As I’ve discussed before, oil and gas drilling and production benefits Texas mineral owners, but also has a positive impact on the economy as a whole, especially in energy producing states like Texas. There are countless examples in recent years verifying that impact. For example, recently the Manhattan Institute published a report written by Mark P. Mills, a Senior Fellow and founder and CEO of Digital Power Group, entitled, “Where the Jobs Are: Small Businesses Unleash Energy Employment Boom”.

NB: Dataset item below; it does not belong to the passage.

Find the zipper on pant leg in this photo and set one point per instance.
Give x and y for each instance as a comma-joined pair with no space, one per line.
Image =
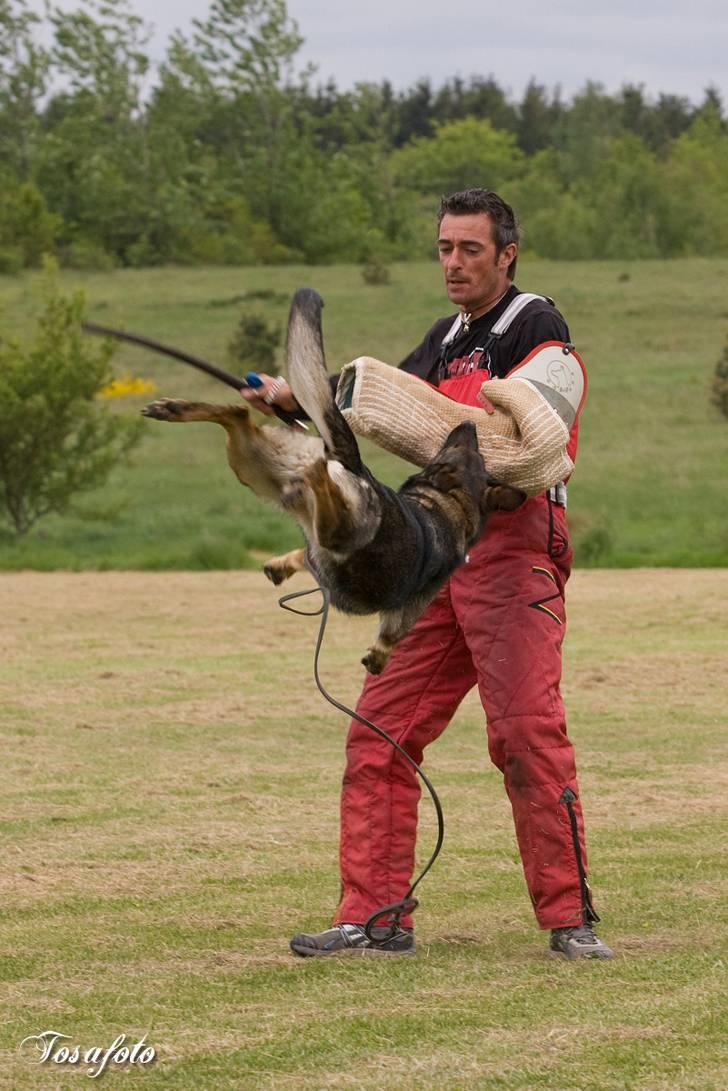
568,798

This report indicates that the energy boom, fueled by oil and gas drilling and production, is creating jobs at a faster rate than the economy overall and producing enough wealth by itself to stop a slide back into recession. The report notes that more than 400,000 jobs have been created in the oil and gas sector since 2003. Another two million indirect jobs have been created as well, in transportation, construction and information services in the new shale boom. Oil and gas jobs have grown by 40% since the recession. Other related sectors, like chemical production, manufacturing, steel production, and textiles have also been revitalized due to lower energy costs. In states with oil and gas resources, job creation has greatly outpaced the national average.

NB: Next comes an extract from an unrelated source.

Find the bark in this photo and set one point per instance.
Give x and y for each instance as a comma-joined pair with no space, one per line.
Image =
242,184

While this information is great news, the Manhattan Institute report highlights two key features of the growth that have not been publicized much so far. First, the new jobs are in diverse geographic areas. Sixteen different states have 150,000 or more direct oil and gas jobs. In addition, most of the new jobs aren’t for large oil companies or big multinationals but rather for small businesses. The average oil and gas industry employer has less than 15 employees. These small and medium size oil and gas companies are helping increase jobs not only in direct oil production, but across the economy. These jobs in oil and gas and related industries are also mostly middle-class jobs, not part time or low wage work. Another important point is that this growth reduces the U.S. trade deficit, which is a drag on the economy. Oil and gas produced domestically means less foreign oil and gas is imported, which lowers our trade deficit.
The report noted that the U.S. is the world’s largest and fastest-growing producer of hydrocarbons. In fact, the U.S. has overtaken Russia as the biggest producer of gas.The International Energy Agency even predicts that by 2015, the U.S. will surpass both Russia and Saudi Arabia in oil production.
Almost one million Americans work for the oil and gas industry. The report estimates that 10 million more people are working in jobs related to the industry. The energy boom contributes $300 billion to $400 billion per year to the economy, without which the U.S. might have been stuck in an even deeper recession. The report fairly calls the oil and gas industry “the brightest corner of the economy”.